Recently, Marti’s team has published a very interesting followup study suggesting they may be on to something important. This new study uses a clever way to demonstrate that the messenger might be harmful, and that harm might be important.
Marti and her team thought up a way to stop the HD gene messenger molecule from being toxic, without changing the levels of the protein made from the HD gene. In other words, the messenger is still there, and can still be read by the protein-making machinery, but it is no longer able to cause harm directly.
Surprisingly, they found a way to do just this, using something called an antisense oligonucleotide, or ASO.
If you’re already familiar with ASOs, it’s probably because they’re currently being tested in human patients with Huntington’s disease as a potential therapy. In general, the job of ASOs is to find their way into cells and stick to messenger molecules.
The ASOs currently being tested in humans, made by Ionis Pharmaceuticals, stick to the HD gene messenger molecule, and target it for destruction. Less message means less protein — and we hope that will protect cells from harm.
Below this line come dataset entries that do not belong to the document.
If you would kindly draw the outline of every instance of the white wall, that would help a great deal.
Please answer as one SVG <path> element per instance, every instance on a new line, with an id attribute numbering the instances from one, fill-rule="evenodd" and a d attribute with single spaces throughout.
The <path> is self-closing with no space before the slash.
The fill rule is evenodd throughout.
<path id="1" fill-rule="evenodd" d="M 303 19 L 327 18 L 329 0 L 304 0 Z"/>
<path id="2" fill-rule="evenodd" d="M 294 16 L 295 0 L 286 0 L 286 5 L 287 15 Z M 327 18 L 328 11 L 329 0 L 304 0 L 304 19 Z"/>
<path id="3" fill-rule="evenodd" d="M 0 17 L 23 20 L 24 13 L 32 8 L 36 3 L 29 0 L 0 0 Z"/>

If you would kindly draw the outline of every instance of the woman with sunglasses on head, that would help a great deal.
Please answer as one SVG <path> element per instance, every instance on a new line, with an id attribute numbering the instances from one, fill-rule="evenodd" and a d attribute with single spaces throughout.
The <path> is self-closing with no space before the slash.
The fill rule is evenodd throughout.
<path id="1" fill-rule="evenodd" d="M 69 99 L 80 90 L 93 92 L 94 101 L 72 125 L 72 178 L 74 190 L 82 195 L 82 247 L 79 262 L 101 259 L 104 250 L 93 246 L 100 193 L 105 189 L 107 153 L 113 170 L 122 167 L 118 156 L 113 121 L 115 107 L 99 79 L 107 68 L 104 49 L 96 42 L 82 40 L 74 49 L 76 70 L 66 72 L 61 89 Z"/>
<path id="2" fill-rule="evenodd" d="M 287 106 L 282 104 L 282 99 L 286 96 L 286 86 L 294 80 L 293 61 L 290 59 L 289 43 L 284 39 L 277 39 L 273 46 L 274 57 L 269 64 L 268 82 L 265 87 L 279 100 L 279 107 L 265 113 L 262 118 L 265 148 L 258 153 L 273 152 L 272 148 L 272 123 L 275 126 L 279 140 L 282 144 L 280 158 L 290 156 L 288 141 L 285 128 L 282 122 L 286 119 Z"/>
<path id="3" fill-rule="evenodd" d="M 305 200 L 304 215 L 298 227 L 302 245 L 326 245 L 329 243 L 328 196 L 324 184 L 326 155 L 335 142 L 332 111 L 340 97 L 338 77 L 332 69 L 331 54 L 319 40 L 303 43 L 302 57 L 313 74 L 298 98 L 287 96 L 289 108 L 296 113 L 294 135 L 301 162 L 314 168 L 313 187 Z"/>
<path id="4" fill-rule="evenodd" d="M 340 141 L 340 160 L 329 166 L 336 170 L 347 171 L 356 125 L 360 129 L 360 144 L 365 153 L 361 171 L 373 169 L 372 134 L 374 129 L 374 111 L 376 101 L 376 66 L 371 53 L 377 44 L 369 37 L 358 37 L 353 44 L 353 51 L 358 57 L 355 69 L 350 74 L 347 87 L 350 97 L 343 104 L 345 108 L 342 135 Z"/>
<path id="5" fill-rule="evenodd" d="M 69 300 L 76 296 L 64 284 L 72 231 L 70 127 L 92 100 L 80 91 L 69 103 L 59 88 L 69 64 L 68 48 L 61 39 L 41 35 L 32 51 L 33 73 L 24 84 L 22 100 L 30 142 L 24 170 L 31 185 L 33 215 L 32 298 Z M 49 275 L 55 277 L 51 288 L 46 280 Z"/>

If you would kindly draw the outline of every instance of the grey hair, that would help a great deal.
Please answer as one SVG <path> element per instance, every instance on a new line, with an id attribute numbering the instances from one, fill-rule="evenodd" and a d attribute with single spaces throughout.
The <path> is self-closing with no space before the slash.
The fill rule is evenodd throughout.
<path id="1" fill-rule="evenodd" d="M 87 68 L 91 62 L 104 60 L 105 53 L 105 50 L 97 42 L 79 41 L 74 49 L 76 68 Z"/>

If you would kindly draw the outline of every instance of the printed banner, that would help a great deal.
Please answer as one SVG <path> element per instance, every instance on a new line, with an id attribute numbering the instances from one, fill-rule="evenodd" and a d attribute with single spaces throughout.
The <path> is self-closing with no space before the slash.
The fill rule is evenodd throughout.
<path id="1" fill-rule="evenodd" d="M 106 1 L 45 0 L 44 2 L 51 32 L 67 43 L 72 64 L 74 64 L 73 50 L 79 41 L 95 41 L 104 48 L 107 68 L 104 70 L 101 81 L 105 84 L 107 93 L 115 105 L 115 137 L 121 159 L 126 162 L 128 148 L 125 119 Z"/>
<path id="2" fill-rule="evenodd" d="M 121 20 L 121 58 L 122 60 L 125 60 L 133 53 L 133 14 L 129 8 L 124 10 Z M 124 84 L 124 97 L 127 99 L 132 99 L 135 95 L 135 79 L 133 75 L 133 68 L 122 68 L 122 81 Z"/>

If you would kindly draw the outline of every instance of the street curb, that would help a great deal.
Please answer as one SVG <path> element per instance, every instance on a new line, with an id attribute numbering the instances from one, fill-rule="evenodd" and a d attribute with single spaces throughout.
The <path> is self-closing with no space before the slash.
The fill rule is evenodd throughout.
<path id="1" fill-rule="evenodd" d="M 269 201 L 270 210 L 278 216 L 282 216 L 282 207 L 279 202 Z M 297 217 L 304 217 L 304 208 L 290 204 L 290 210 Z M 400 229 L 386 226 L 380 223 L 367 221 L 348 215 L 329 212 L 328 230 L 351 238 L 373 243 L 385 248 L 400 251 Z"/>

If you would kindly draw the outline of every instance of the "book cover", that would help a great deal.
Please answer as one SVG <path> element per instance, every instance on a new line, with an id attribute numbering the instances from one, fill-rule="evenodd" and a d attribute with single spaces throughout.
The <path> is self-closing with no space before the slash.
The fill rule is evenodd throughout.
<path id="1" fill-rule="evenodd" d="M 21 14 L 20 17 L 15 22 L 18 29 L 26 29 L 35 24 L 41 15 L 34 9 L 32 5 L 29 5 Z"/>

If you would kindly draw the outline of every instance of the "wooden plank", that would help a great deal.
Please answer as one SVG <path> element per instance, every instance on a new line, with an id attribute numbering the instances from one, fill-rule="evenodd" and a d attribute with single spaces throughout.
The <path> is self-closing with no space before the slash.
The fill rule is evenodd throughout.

The approach is called huntingtin lowering or sometimes gene silencing.
But the ASOs used by Marti and her colleagues work in a subtly different way. They enter cells and find the HD messenger molecule, but once they find it, they just stick it it and hang out there. No destruction of the HD messenger, and so no change in the levels of the protein using from the message.
Why would we want such a useless ASO? Because, Marti’s team found that by binding to the HD gene message, the toxic effects of the message that they had mapped out in their earlier study were blocked. In short, they found a very cool tool to test the importance of the role played by the HD gene messenger.
When they injected this special ASO into the brains of HD model mice, they found reductions in the toxic messenger effects, but no change in the HD protein, as they’d predicted. Surprisingly, they found that while there was still a lot of mutant HD protein around, the mice acted much healthier.
What’s this all mean?
This is really cool science, because it’s done very carefully and reminds us that we have to keep questioning our assumptions about how HD works. Any problem as complex as HD is likely to have multiple causes — and it’s totally reasonable that both the messenger and the protein created from the mutant gene could be toxic.
What does this mean for HD therapies, especially the ongoing h untingtin lowering trial of ASOs? We’re not sure yet, but intuitively it makes sense that an ASO of the type being tested by Ionis should be beneficial for both types of toxic effects – those caused by the message and those caused by the protein. Many other approaches to huntingtin lowering would also be expected to get rid of the toxic messenger and protein. And even if some future treatment ‘only’ reduces levels of the protein, we’re still pretty sure that would be a really good thing to do. That’s a relief!
Now that Marti and her team have shown the way, researchers in the future can check how any new proposed therapy affects both possible kinds of toxicity caused by the HD mutation.